Image Credit:  © La Fabrika Pixel S.l. |

3 Comments on “Seven key points

  1. My only argument is with the “sex is vital” point. I prefer the frosting on the cake analogy because calling sex “vital” leaves the idea that when a vital is gone, the marriage is dead, which I think is a dangerous idea. You can have a good marriage without sex…I don’t recommend not having sex, but in circumstances where someone is very ill, recovering, or seriously injured permanently and sex is not something that can happen, it doesn’t mean the marriage is dead, nor that it cannot be a good one.

    Sometimes I think the pendulum has swung too far the other way in Christian circles concerning sex in marriage. It seems to be becoming an idol for many, an entitlement. I see it in comments and posts complaining about having to wait if the wife just had a baby, or is on her period, or is put on bed rest. Yes, I took care of my husband when I went through bedrest and post partum, even though he was a very gracious man and did not push me for anything. However, I felt that I deserved the same when he was recovering from his vasectomy. He asked me to leave him be, but I felt sex was vital and I deserved to be taken care of, especially since I was tempted to sin…and after all, I took care of him. Well, God dealt with me there. God’s the One who showed me the cake/icing analogy. He told me to work on our cake and let Him put the icing on.

    Yes, sex is important to a marriage. The icing should not only cover the cake, but be in between the layers, too.
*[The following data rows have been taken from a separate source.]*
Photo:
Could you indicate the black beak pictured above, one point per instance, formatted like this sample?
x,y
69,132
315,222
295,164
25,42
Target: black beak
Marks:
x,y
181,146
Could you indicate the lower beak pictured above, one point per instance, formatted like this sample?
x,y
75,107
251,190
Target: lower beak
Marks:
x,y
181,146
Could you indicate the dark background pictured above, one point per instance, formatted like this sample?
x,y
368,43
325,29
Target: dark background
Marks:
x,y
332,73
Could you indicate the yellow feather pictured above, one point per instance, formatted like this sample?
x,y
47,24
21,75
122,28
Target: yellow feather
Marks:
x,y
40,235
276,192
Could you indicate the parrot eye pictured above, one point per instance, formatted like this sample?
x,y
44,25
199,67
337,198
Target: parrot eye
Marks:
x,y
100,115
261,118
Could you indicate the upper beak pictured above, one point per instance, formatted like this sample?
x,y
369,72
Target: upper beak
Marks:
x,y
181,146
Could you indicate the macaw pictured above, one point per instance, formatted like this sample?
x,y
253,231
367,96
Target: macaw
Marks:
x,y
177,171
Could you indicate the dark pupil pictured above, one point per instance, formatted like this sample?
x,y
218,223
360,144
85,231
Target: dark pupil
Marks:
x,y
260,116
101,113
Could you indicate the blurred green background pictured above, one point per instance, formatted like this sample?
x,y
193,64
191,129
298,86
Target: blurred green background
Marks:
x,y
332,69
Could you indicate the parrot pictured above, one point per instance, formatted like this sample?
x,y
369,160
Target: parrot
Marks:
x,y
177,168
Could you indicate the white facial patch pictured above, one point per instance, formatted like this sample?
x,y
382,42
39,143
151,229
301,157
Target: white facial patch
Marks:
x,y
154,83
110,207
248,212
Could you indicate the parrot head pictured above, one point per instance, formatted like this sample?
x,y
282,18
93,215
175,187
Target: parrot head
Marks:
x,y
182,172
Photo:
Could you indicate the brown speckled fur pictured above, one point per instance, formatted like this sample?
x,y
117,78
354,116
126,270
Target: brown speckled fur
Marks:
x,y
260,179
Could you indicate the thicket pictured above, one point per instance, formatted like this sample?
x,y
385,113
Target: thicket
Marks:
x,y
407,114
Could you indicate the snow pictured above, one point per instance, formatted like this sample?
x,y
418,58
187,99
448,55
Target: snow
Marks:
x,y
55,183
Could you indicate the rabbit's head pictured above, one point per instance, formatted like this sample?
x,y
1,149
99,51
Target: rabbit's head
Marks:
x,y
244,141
But it is not VITAL…so vital that a spouse cannot be loving or upholding of their vows when a their spouse is sick, injured or going through a season in life.
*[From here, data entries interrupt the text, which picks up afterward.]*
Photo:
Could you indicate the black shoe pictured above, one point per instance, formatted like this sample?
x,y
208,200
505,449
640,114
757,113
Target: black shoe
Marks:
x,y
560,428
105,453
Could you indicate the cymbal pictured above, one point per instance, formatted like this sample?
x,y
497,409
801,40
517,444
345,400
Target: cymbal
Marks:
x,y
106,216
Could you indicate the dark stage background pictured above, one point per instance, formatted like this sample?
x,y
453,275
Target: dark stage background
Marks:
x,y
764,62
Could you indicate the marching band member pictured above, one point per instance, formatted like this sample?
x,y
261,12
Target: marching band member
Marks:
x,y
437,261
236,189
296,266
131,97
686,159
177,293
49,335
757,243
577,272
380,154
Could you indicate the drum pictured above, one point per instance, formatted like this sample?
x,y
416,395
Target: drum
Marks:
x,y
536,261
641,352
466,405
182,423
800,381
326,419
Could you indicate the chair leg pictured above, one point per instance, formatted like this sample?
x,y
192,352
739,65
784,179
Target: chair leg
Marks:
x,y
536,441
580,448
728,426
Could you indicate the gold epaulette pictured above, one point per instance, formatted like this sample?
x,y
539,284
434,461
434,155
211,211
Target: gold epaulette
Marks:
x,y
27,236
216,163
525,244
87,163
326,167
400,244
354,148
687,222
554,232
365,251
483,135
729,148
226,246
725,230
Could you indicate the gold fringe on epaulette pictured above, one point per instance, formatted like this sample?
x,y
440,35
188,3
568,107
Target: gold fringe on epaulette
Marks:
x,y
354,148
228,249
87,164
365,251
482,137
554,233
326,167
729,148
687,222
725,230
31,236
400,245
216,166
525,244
    Yes, I do believe sex should be as frequent as possible in a marriage. Yes, I do believe we should give even when it isn’t convenient for us. But we should never hold sex up to such a level that we feel we NEED it, DESERVE it more than our spouse needs or deserves our love and respect and patience. If I hear one more husband complain about being tempted when the little wife just had a baby, or whining about how he can’t have her boobs because the baby is on them, I’m going to tell him to grow a set and grow up!! Love your wife and baby instead of your genitals. It’s a season and sex isn’t so vital that you can’t live without it for a time, like you can’t live without food or water or air.

    • livinginblurredlines – I think we are working with slightly different definitions of vital. You seem to be going along the line of “vital organ” – without it you die. I am thinking of absolutely necessary for full and normal function. I will have to think about a better word. How about critical, as i “mission critical”?

      In days gone by a couple’s first sex was “consummating the marriage”. Service and vows were not enough, without sex they were not married.

      Yes, a couple can love and live together without sex, but it’s not the same. I realise there are couples who can’t have sex (although most could do something if they wanted to) and that is sad, but I am unwilling to change the lines to avoid hurting someone’s feelings.

      To me it’s like losing a couple of limbs – you are still alive, and you can still have a good live, but you can not do some things you could do with those limbs, and your life is forever changed by the lose of the limbs. The bottom line is a marriage without sex is very different than, and inferior to, a marraige with sex. In all but the most extreme situations it is also a marriage in which at least one spouse is in sin and rebellion to God.

      And yes, we have a lot of selfish men and women out there who need to grow up. That includes putting your spouse ahead of your genitals, but it also means putting your spouses God given sexuality ahead of your own wants. When both of these happen, it’s a beautiful thing. When only one spouse does it, the one doing it has a burden to live with.

      • Ok, I get what you are saying. As for your last paragraph, I know what you mean. I was denied O’s and refused sex for nearly 3 years simply because he didn’t like taking the time to bring me there and he’s often too tired.